Travis McMichael, as well as his father Gregory McMichael, and their neighbor, William Bryan, were all convicted on multiple federal hate crime charges back in February. All three men were found guilty of depriving the 25-year-old Arbery of his right to use a public street because of the color of his skin and attempted kidnapping. The McMichaels were each found guilty of brandishing or discharging a firearm during a violent crime.

A month before that verdict came in, all three men were sentenced to life in prison after they were convicted of murdering Arbery while he was jogging through a residential neighborhood in Georgia in February 2020. Both McMichaels were given life without the possibility of parole, while Bryan was given life with the possibility of parole, with the judge ruling that he had expressed genuine remorse at Arbery’s killing. 

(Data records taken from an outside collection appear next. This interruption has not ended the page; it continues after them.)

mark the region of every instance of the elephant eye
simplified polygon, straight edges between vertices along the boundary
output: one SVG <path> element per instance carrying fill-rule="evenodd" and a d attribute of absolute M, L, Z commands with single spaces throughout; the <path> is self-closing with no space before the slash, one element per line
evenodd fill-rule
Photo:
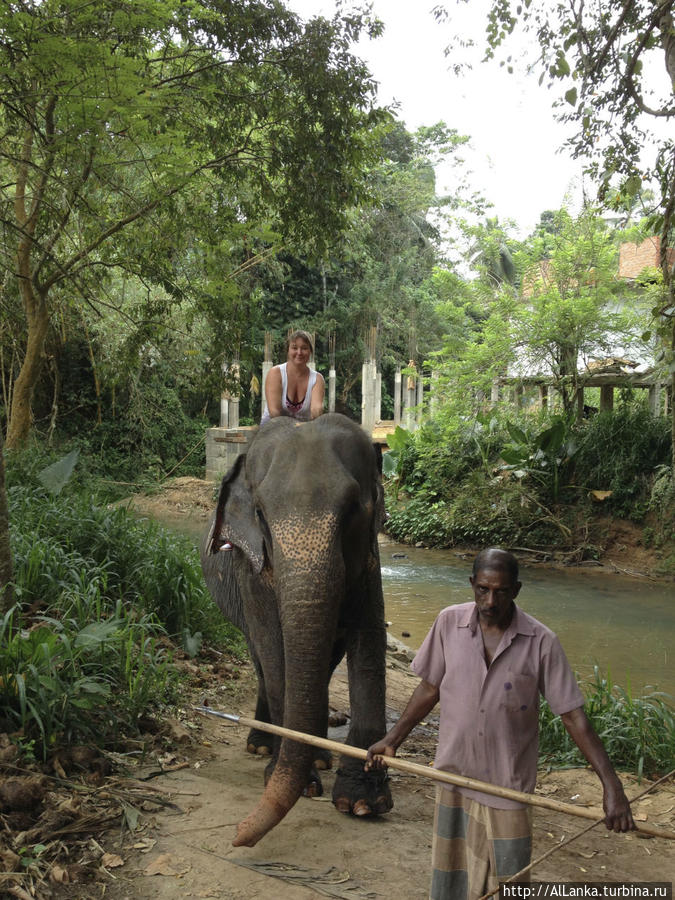
<path fill-rule="evenodd" d="M 351 503 L 347 505 L 347 509 L 345 510 L 345 515 L 347 518 L 352 519 L 358 513 L 361 512 L 361 504 L 358 500 L 352 500 Z"/>

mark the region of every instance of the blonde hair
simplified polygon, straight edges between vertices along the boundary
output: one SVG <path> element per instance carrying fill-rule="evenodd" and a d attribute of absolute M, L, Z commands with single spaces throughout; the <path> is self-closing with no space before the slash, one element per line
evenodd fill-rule
<path fill-rule="evenodd" d="M 301 329 L 292 331 L 286 338 L 286 353 L 291 349 L 293 341 L 297 341 L 298 338 L 302 338 L 303 341 L 306 341 L 307 344 L 309 344 L 309 352 L 314 356 L 314 344 L 312 343 L 312 339 L 306 331 L 302 331 Z"/>

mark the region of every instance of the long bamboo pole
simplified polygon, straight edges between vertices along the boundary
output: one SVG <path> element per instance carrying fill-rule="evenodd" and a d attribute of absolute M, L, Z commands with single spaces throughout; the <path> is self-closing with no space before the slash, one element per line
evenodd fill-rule
<path fill-rule="evenodd" d="M 260 731 L 267 731 L 270 734 L 277 734 L 280 737 L 288 738 L 292 741 L 299 741 L 302 744 L 311 744 L 314 747 L 321 747 L 322 750 L 331 750 L 333 753 L 342 753 L 344 756 L 352 756 L 354 759 L 366 760 L 368 752 L 361 747 L 351 747 L 348 744 L 341 744 L 338 741 L 331 741 L 329 738 L 318 737 L 314 734 L 305 734 L 302 731 L 293 731 L 290 728 L 283 728 L 281 725 L 272 725 L 270 722 L 259 722 L 257 719 L 248 719 L 245 716 L 236 716 L 231 713 L 220 712 L 212 709 L 210 706 L 195 706 L 197 712 L 206 713 L 210 716 L 217 716 L 220 719 L 227 719 L 229 722 L 236 722 L 239 725 L 245 725 L 247 728 L 257 728 Z M 410 775 L 421 775 L 423 778 L 431 778 L 432 781 L 441 781 L 445 784 L 452 784 L 456 787 L 470 788 L 473 791 L 482 791 L 484 794 L 491 794 L 494 797 L 502 797 L 505 800 L 515 800 L 518 803 L 527 803 L 529 806 L 540 806 L 543 809 L 552 809 L 556 812 L 567 813 L 570 816 L 577 816 L 581 819 L 603 819 L 604 813 L 601 809 L 572 806 L 571 803 L 562 803 L 560 800 L 553 800 L 550 797 L 540 797 L 537 794 L 526 794 L 524 791 L 516 791 L 513 788 L 501 787 L 497 784 L 490 784 L 487 781 L 478 781 L 475 778 L 469 778 L 466 775 L 455 775 L 453 772 L 445 772 L 442 769 L 432 769 L 429 766 L 421 766 L 419 763 L 408 762 L 405 759 L 398 759 L 396 756 L 387 756 L 387 766 L 392 769 L 398 769 L 400 772 L 407 772 Z M 675 841 L 675 831 L 668 831 L 665 828 L 654 828 L 651 825 L 640 823 L 636 828 L 644 834 L 652 837 L 667 838 Z"/>

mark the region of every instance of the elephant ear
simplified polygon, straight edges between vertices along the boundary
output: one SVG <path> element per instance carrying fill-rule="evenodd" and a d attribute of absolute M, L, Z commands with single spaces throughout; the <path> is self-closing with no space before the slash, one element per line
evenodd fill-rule
<path fill-rule="evenodd" d="M 213 529 L 207 547 L 217 553 L 229 542 L 247 557 L 255 574 L 265 562 L 263 538 L 258 527 L 251 491 L 246 484 L 246 454 L 238 456 L 230 471 L 223 477 Z"/>

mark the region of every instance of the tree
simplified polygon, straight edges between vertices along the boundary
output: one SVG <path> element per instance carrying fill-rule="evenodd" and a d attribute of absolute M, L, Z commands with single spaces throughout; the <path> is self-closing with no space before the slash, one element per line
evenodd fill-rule
<path fill-rule="evenodd" d="M 625 352 L 642 330 L 640 312 L 633 303 L 624 309 L 615 242 L 593 208 L 576 219 L 560 210 L 552 234 L 535 236 L 517 256 L 522 302 L 512 334 L 518 367 L 550 372 L 571 414 L 584 365 L 617 353 L 619 344 Z"/>
<path fill-rule="evenodd" d="M 318 262 L 280 254 L 284 271 L 269 271 L 262 290 L 268 326 L 278 334 L 291 323 L 315 332 L 320 365 L 322 342 L 335 334 L 339 400 L 354 411 L 363 338 L 371 327 L 377 328 L 383 378 L 392 387 L 396 364 L 411 356 L 411 342 L 418 361 L 439 346 L 444 323 L 431 280 L 441 256 L 440 225 L 448 210 L 468 203 L 460 154 L 466 138 L 443 123 L 411 133 L 393 119 L 374 137 L 381 158 L 368 172 L 371 201 L 350 210 L 349 227 Z M 458 171 L 452 197 L 436 193 L 434 163 L 441 156 Z"/>
<path fill-rule="evenodd" d="M 339 230 L 380 117 L 348 52 L 366 26 L 303 25 L 278 0 L 0 7 L 0 266 L 26 317 L 8 447 L 29 432 L 59 299 L 100 309 L 111 269 L 171 295 L 216 212 L 319 250 Z"/>
<path fill-rule="evenodd" d="M 469 226 L 467 237 L 471 240 L 469 263 L 490 290 L 505 285 L 515 287 L 516 267 L 509 249 L 509 239 L 499 224 L 497 216 Z"/>
<path fill-rule="evenodd" d="M 5 488 L 5 455 L 0 428 L 0 616 L 12 606 L 12 551 L 9 545 L 9 510 Z"/>
<path fill-rule="evenodd" d="M 480 330 L 441 357 L 446 402 L 466 413 L 475 398 L 475 411 L 493 378 L 545 374 L 571 414 L 584 362 L 638 340 L 642 330 L 639 311 L 624 308 L 619 294 L 613 236 L 596 210 L 577 219 L 561 210 L 555 227 L 513 251 L 520 295 L 504 285 Z"/>
<path fill-rule="evenodd" d="M 436 15 L 447 15 L 437 7 Z M 487 57 L 515 31 L 534 35 L 540 83 L 558 92 L 561 120 L 576 127 L 575 157 L 588 160 L 600 199 L 624 204 L 643 184 L 657 184 L 652 226 L 661 236 L 664 290 L 653 315 L 669 344 L 666 363 L 675 397 L 675 277 L 668 247 L 675 244 L 675 24 L 673 0 L 492 0 Z M 657 84 L 653 63 L 666 77 Z M 509 56 L 502 65 L 512 67 Z M 664 72 L 665 68 L 665 72 Z M 646 157 L 646 144 L 653 155 Z M 673 404 L 675 464 L 675 403 Z"/>

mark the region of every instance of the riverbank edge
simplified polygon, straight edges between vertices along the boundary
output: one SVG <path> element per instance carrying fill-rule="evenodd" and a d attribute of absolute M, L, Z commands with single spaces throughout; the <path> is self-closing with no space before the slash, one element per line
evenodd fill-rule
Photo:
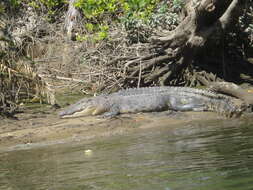
<path fill-rule="evenodd" d="M 156 129 L 175 128 L 196 123 L 252 121 L 253 114 L 240 118 L 225 118 L 211 112 L 160 112 L 125 114 L 113 119 L 80 117 L 59 119 L 55 114 L 40 117 L 8 120 L 0 125 L 0 150 L 18 145 L 57 144 L 75 141 L 90 141 Z M 6 130 L 6 129 L 9 130 Z"/>

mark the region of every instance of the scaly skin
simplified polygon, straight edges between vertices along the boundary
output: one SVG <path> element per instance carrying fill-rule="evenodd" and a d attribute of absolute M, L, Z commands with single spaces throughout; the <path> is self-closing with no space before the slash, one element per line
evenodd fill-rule
<path fill-rule="evenodd" d="M 126 89 L 109 95 L 84 98 L 59 113 L 60 117 L 115 116 L 152 111 L 215 111 L 232 117 L 243 111 L 228 96 L 188 87 Z"/>

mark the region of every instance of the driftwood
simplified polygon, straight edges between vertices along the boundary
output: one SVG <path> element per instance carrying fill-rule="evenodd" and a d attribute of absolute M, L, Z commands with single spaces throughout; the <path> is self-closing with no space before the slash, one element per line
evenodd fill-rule
<path fill-rule="evenodd" d="M 253 105 L 253 90 L 243 89 L 231 82 L 213 82 L 209 85 L 209 90 L 228 94 L 243 100 L 247 105 Z"/>

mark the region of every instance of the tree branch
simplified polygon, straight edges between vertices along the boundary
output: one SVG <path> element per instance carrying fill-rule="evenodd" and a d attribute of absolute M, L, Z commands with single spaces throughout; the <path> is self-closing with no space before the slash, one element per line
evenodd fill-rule
<path fill-rule="evenodd" d="M 223 30 L 227 29 L 227 27 L 231 25 L 232 21 L 239 17 L 239 3 L 239 0 L 233 0 L 226 12 L 220 17 L 219 22 Z"/>

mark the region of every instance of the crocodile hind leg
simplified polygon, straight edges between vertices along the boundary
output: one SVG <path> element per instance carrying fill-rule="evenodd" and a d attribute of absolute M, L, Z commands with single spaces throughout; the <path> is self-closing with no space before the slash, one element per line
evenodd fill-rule
<path fill-rule="evenodd" d="M 106 112 L 103 115 L 101 115 L 100 117 L 103 118 L 113 118 L 115 116 L 119 115 L 119 112 Z"/>

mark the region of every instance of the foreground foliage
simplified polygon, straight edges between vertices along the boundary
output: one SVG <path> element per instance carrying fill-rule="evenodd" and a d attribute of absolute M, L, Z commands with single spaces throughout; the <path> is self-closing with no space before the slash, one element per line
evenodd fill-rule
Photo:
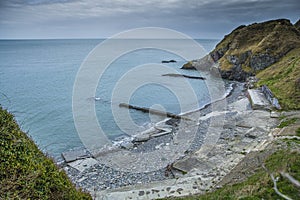
<path fill-rule="evenodd" d="M 0 107 L 0 199 L 91 199 Z"/>

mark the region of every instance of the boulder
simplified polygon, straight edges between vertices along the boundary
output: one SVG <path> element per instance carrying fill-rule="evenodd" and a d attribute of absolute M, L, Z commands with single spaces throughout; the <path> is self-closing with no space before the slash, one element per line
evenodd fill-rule
<path fill-rule="evenodd" d="M 150 139 L 150 134 L 140 134 L 133 138 L 133 142 L 146 142 Z"/>

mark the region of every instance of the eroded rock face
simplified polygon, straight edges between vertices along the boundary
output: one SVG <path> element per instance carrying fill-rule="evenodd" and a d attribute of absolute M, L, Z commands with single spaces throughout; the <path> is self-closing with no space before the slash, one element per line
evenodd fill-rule
<path fill-rule="evenodd" d="M 233 65 L 231 70 L 220 70 L 221 76 L 224 79 L 245 81 L 248 77 L 253 76 L 251 72 L 246 72 L 242 69 L 241 64 Z"/>
<path fill-rule="evenodd" d="M 250 58 L 250 67 L 254 71 L 259 71 L 259 70 L 266 69 L 267 67 L 274 64 L 277 61 L 278 59 L 275 56 L 262 53 L 262 54 L 254 55 Z"/>

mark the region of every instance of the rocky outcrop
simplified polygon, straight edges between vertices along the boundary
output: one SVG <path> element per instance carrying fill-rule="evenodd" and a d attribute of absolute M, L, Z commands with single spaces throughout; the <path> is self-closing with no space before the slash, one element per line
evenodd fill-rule
<path fill-rule="evenodd" d="M 176 63 L 176 60 L 163 60 L 161 63 Z"/>
<path fill-rule="evenodd" d="M 287 19 L 239 26 L 209 55 L 182 68 L 208 70 L 225 79 L 245 81 L 300 48 L 299 26 L 299 21 L 293 25 Z"/>
<path fill-rule="evenodd" d="M 294 25 L 298 30 L 300 30 L 300 19 Z"/>

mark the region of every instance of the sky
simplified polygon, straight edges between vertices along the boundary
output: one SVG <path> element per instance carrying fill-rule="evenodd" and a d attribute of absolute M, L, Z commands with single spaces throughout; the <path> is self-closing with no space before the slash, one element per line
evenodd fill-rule
<path fill-rule="evenodd" d="M 221 39 L 239 25 L 300 18 L 299 0 L 0 0 L 0 39 L 107 38 L 141 27 Z"/>

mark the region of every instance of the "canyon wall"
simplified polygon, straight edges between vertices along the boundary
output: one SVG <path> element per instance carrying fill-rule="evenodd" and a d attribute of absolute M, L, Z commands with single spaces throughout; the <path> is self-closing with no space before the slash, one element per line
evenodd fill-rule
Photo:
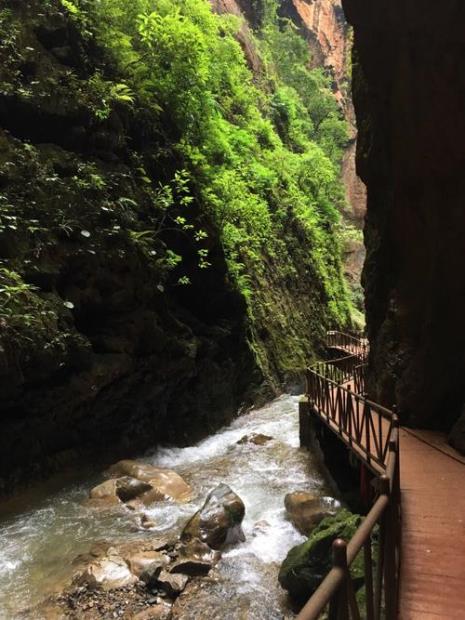
<path fill-rule="evenodd" d="M 449 430 L 464 404 L 465 7 L 344 0 L 354 27 L 373 396 Z M 452 441 L 464 448 L 463 423 Z"/>
<path fill-rule="evenodd" d="M 333 232 L 337 299 L 292 205 L 279 253 L 228 257 L 204 176 L 183 189 L 172 110 L 128 88 L 86 13 L 46 5 L 0 9 L 0 494 L 214 432 L 298 381 L 347 301 Z"/>
<path fill-rule="evenodd" d="M 343 217 L 355 231 L 363 229 L 366 213 L 366 188 L 357 175 L 355 154 L 357 129 L 351 92 L 352 36 L 341 0 L 284 0 L 280 14 L 291 19 L 307 39 L 315 67 L 325 67 L 333 78 L 333 91 L 349 124 L 350 139 L 342 162 L 342 180 L 347 207 Z M 361 304 L 360 277 L 365 260 L 361 235 L 347 235 L 344 244 L 344 270 L 356 304 Z"/>

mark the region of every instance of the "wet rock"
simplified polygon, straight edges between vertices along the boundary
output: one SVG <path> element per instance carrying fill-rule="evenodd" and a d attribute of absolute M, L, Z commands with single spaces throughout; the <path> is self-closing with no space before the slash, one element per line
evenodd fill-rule
<path fill-rule="evenodd" d="M 82 505 L 96 510 L 111 510 L 115 506 L 121 506 L 121 503 L 116 495 L 108 495 L 107 497 L 88 497 L 82 502 Z"/>
<path fill-rule="evenodd" d="M 106 499 L 115 498 L 119 500 L 116 494 L 116 480 L 106 480 L 102 484 L 94 487 L 89 493 L 90 499 Z"/>
<path fill-rule="evenodd" d="M 152 490 L 152 486 L 147 482 L 132 478 L 131 476 L 122 476 L 106 480 L 94 487 L 90 492 L 90 498 L 93 500 L 105 500 L 106 502 L 135 501 L 138 497 L 143 496 Z"/>
<path fill-rule="evenodd" d="M 137 613 L 133 616 L 133 620 L 170 620 L 171 608 L 172 606 L 170 603 L 161 601 Z"/>
<path fill-rule="evenodd" d="M 145 571 L 153 573 L 155 567 L 159 567 L 161 571 L 170 561 L 169 558 L 160 551 L 139 551 L 134 555 L 126 556 L 124 559 L 131 573 L 141 579 L 141 575 Z M 142 581 L 145 581 L 145 579 L 142 579 Z"/>
<path fill-rule="evenodd" d="M 279 571 L 279 583 L 292 598 L 302 601 L 313 594 L 331 569 L 333 541 L 350 540 L 361 522 L 360 515 L 340 510 L 323 519 L 306 542 L 289 551 Z M 362 555 L 352 564 L 351 574 L 357 589 L 363 583 Z"/>
<path fill-rule="evenodd" d="M 126 502 L 126 508 L 134 512 L 142 512 L 146 506 L 140 499 L 131 499 L 129 502 Z"/>
<path fill-rule="evenodd" d="M 208 560 L 196 558 L 181 558 L 174 562 L 170 573 L 188 575 L 189 577 L 204 577 L 213 568 L 213 563 Z"/>
<path fill-rule="evenodd" d="M 147 551 L 163 551 L 165 555 L 172 553 L 176 547 L 177 539 L 170 536 L 150 537 L 149 539 L 132 540 L 130 542 L 113 545 L 116 547 L 118 554 L 129 561 L 129 558 L 136 553 L 145 553 Z"/>
<path fill-rule="evenodd" d="M 164 566 L 165 564 L 161 562 L 150 563 L 140 573 L 140 580 L 143 581 L 148 587 L 155 587 Z"/>
<path fill-rule="evenodd" d="M 263 435 L 262 433 L 252 433 L 251 435 L 244 435 L 244 437 L 239 439 L 237 443 L 239 445 L 245 443 L 253 443 L 256 446 L 264 446 L 269 441 L 273 441 L 273 437 L 270 437 L 269 435 Z"/>
<path fill-rule="evenodd" d="M 258 536 L 259 534 L 265 534 L 269 528 L 270 524 L 268 523 L 268 521 L 257 521 L 256 523 L 254 523 L 252 534 L 254 536 Z"/>
<path fill-rule="evenodd" d="M 106 556 L 110 549 L 113 549 L 111 543 L 104 540 L 97 541 L 91 546 L 87 553 L 81 553 L 80 555 L 76 556 L 72 561 L 72 564 L 78 570 L 82 570 L 91 562 L 94 562 L 95 560 Z"/>
<path fill-rule="evenodd" d="M 104 558 L 92 562 L 73 580 L 77 586 L 87 586 L 90 589 L 102 588 L 113 590 L 132 585 L 137 577 L 131 573 L 122 557 L 110 549 Z"/>
<path fill-rule="evenodd" d="M 116 479 L 116 493 L 122 502 L 134 500 L 151 489 L 150 484 L 137 478 L 124 476 Z"/>
<path fill-rule="evenodd" d="M 211 549 L 206 543 L 198 538 L 193 538 L 187 542 L 181 542 L 176 547 L 177 557 L 180 559 L 194 559 L 210 562 L 215 565 L 221 558 L 221 553 Z"/>
<path fill-rule="evenodd" d="M 289 520 L 305 536 L 325 517 L 335 515 L 341 504 L 332 497 L 319 497 L 305 491 L 288 493 L 284 505 Z"/>
<path fill-rule="evenodd" d="M 190 577 L 208 575 L 221 558 L 219 551 L 211 549 L 197 538 L 177 545 L 176 555 L 176 559 L 169 568 L 170 572 L 182 573 Z"/>
<path fill-rule="evenodd" d="M 181 573 L 168 573 L 162 570 L 153 585 L 161 588 L 168 596 L 177 597 L 187 585 L 189 577 Z M 150 584 L 152 585 L 152 584 Z"/>
<path fill-rule="evenodd" d="M 211 491 L 204 505 L 187 522 L 182 541 L 198 538 L 212 549 L 245 540 L 241 523 L 245 506 L 241 498 L 226 484 Z"/>
<path fill-rule="evenodd" d="M 146 514 L 143 514 L 140 518 L 140 524 L 145 530 L 151 530 L 156 526 L 155 521 L 152 521 Z"/>
<path fill-rule="evenodd" d="M 193 496 L 192 488 L 171 469 L 125 460 L 113 465 L 109 473 L 115 477 L 130 476 L 150 485 L 150 489 L 139 496 L 145 505 L 163 500 L 188 502 Z"/>

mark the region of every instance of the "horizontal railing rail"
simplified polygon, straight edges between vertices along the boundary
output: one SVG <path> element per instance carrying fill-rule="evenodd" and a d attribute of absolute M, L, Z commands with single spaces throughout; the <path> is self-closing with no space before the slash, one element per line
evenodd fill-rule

Despite that previous state conviction, McMichael’s lawyer, Amy Copeland, reportedly tried to earn her client a lighter sentence on the federal hate crime conviction by arguing he had no convictions before he was found guilty of chasing down Arbery and shooting him at close range. Copeland also cited McMichael’s previous service in the Coast Guard as a reason for a more lenient sentence. (Copeland did not immediately return Rolling Stone’s request for comment.)

In handing down McMichael’s federal life sentence, U.S. District Court Judge Lisa Godbey Wood said he’d received a “fair trial,” adding, “And it’s not lost on the court that it was the kind of trial that Ahmaud Arbery did not receive before he was shot and killed.”

Before issuing the sentence, the court heard from Arbery’s family, including his mother, Wanda Cooper-Jones, who said, “It’s so unfair, so unfair, so unfair that he was killed while he was not even committing a crime.”